Der Jahresabschluss ist gemacht – aber für AGs und GmbHs ist die Arbeit damit noch nicht ganz fertig. Es folgt ein kleiner, aber pflichtiger Teil: die ordentliche Generalversammlung mit ihrem Protokoll und – falls eine Dividende beschlossen wird – die Verrechnungssteuer. Und dafür tickt gerade die Uhr.
Die Frist: sechs Monate bis zur Generalversammlung
Die ordentliche Generalversammlung (bei der GmbH: die Gesellschafterversammlung) muss innerhalb von sechs Monaten nach Abschluss des Geschäftsjahres stattfinden (Art. 699 OR für die AG, Art. 805 OR für die GmbH). Für Gesellschaften mit Kalenderjahr heisst das: bis zum 30. Juni. Diese Frist lässt sich per Statut verkürzen, aber nicht verlängern.
Lange galt die Sechsmonatsfrist als blosse Ordnungsvorschrift. Das hat sich verschärft: Nach neuerer Rechtsprechung endet die Amtsdauer des Verwaltungsrats mit Ablauf des sechsten Monats, wenn die Generalversammlung nicht rechtzeitig durchgeführt bzw. die Wahl nicht traktandiert wird – was zu einem Organisationsmangel führen kann. Die Frist hat also Biss.
Das GV-Protokoll: was beschlossen – und dokumentiert – wird
An der Generalversammlung werden die zentralen Beschlüsse zum Geschäftsjahr gefasst und im Protokoll festgehalten. Typischerweise gehören dazu:
- die Genehmigung der Jahresrechnung,
- die Verwendung des Bilanzgewinns (Gewinnverwendung) – inklusive einer allfälligen Dividende,
- die Décharge an Geschäftsführung bzw. Verwaltungsrat,
- Wahlen (z. B. Verwaltungsrat, Geschäftsführung, Revisionsstelle), sofern anstehend.
Das Protokoll ist die formelle Grundlage für alles, was danach kommt – auch steuerlich.
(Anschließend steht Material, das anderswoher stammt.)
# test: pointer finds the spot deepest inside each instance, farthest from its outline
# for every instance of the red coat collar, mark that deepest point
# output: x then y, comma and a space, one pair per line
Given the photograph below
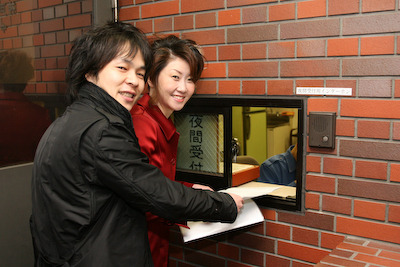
166, 125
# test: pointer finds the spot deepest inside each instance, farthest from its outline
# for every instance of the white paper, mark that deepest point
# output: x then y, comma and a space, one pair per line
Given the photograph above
248, 215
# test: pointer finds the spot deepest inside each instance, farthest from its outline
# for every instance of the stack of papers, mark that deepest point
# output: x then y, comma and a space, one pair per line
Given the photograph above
250, 214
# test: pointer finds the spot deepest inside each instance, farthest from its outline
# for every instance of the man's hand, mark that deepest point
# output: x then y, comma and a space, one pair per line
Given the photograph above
238, 200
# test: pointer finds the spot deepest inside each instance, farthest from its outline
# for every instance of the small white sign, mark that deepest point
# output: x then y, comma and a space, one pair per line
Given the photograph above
324, 91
Dividende? Dann kommt die Verrechnungssteuer
Beschliesst deine AG oder GmbH eine Dividende, wird darauf die eidgenössische Verrechnungssteuer von 35 % fällig. Sie ist eine Selbstdeklarationssteuer: Du meldest sie unaufgefordert bei der Eidgenössischen Steuerverwaltung (ESTV) – die AG mit Formular 103, die GmbH mit Formular 110 – und zwar innerhalb von 30 Tagen nach Fälligkeit der Dividende, zusammen mit einer unterzeichneten Jahresrechnung. Ist im Protokoll kein Fälligkeitsdatum festgehalten, gilt das Datum der Generalversammlung.
(In Konzernverhältnissen kann unter Voraussetzungen statt der Zahlung das Meldeverfahren beantragt werden – das ist die Ausnahme, nicht die Regel.)
Wie Arcarius das abnimmt
Genau diese Formalitäten bereitet Arcarius direkt aus deiner Jahresrechnung vor:
GV-Protokoll. Im Reporting erstellt Arcarius ein vollständiges Generalversammlungsprotokoll – mit Traktandenliste, Konstituierung, Genehmigung der Jahresrechnung, Gewinnverwendung, Décharge und Wahlen. Die Beschlüsse leitet es aus deinem Abschluss ab. Du passt alle Texte frei an, das Layout deiner Jahresrechnung wird übernommen, und du lädst das Protokoll als separates PDF herunter.
VST-Deklaration. Beschliesst du dabei eine Dividende, erkennt Arcarius die Verrechnungssteuer-Pflicht automatisch und legt dir eine vorbereitete Deklaration im Aufbau des offiziellen Formulars 103/110 an – mit Unternehmensangaben, Beteiligungsrechten, Brutto-Dividende, den 35 % sowie den relevanten Daten und Fristen, übernommen aus deiner Buchhaltung. Du prüfst, passt bei Bedarf an und lädst das PDF herunter.
Wichtig: Die VST-Deklaration ist eine Vorbereitung. Das Einreichen und die Zahlung der Verrechnungssteuer nimmst du weiterhin selbst bei der ESTV vor – Arcarius stellt nur alle Angaben formularnah und prüfbereit zusammen.
Warum das zählt
Unter Termindruck sind es oft genau diese letzten Schritte, die liegen bleiben – obwohl sie schnell erledigt wären, wenn die Grundlagen stimmen. Indem Protokoll und Deklaration direkt aus dem Abschluss entstehen, fällt die letzte Hürde vor der Frist weg. Den Rest – prüfen, unterschreiben, einreichen – behältst du in der Hand.